The younger Morgan emulated his father in his dislike for publicity, and he continued his father's philanthropic policy. In 1905, Morgan's father acquired the Guaranty Trust bank as part of his efforts to consolidate banking in New York City. After his father died in 1913, the bank became Morgan's base.

===World War I===
Morgan played a prominent part in financing World War I. Following its outbreak, he made the first loan of $12,000,000 to Russia. In 1915, a loan of $500,000,000 was made to France and Britain following negotiations by the Anglo-French Financial Commission. The firm's involvement with British and French interests fueled charges the bank was conspiring to maneuver the United States into supporting the Allies in order to rescue its loans. By 1915, when it became apparent the war was not going to end quickly, the company decided to forge formal relationships with France. Those dealings became strained over the course of the war as a result of poor personal relations with French emissaries, relationships that were heightened in importance by the unexpected duration of the conflict, its costs, and the complications flowing from American neutrality. Contributing to the tensions was the favoritism displayed by Morgan officials to British interests. His personal friendship with Cecil Spring Rice ensured that from 1915 until sometime after the United States entered the war, his firm was the official purchasing agent for the British government, buying cotton, steel, chemicals and food, receiving a 1% commission on all purchases. Morgan organized a syndicate of about 2200 banks and floated a loan of $500,000,000 to the Allies. The British sold off their holdings of American securities and by late 1916 were dependent on unsecured loans for further purchases.
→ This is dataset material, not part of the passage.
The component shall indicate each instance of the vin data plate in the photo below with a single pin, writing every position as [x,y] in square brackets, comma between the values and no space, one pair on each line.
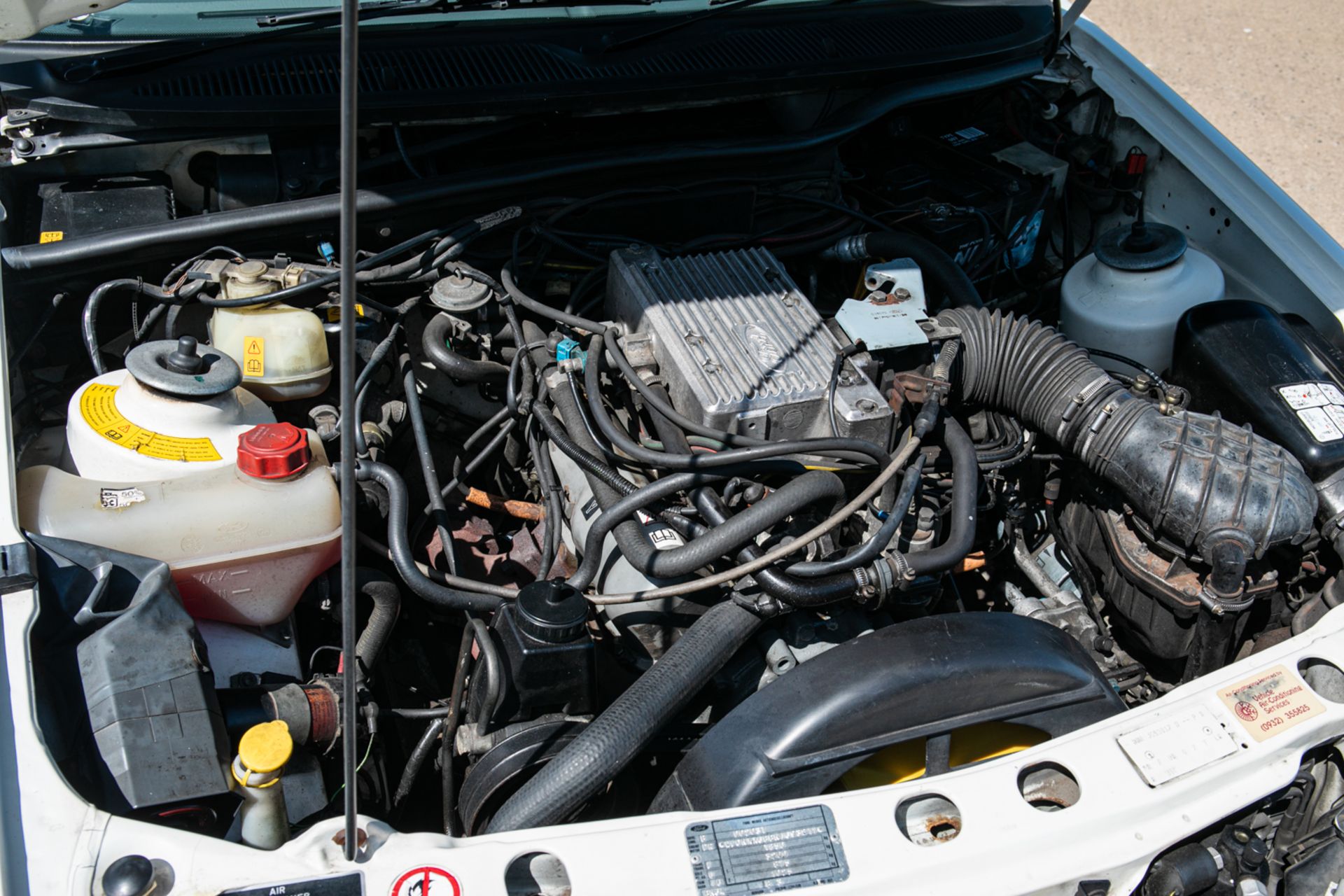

At the beginning of World War I, US Treasury Secretary William McAdoo and others in the Wilson administration were very suspicious of J. P. Morgan & Co.'s enthusiastic role as British agent for purchasing and banking. When the United States entered the war, this gave way to close collaboration, in the course of which Morgan received financial concessions. From 1914 to 1919, he was a member of the advisory council for the Federal Reserve Bank of New York.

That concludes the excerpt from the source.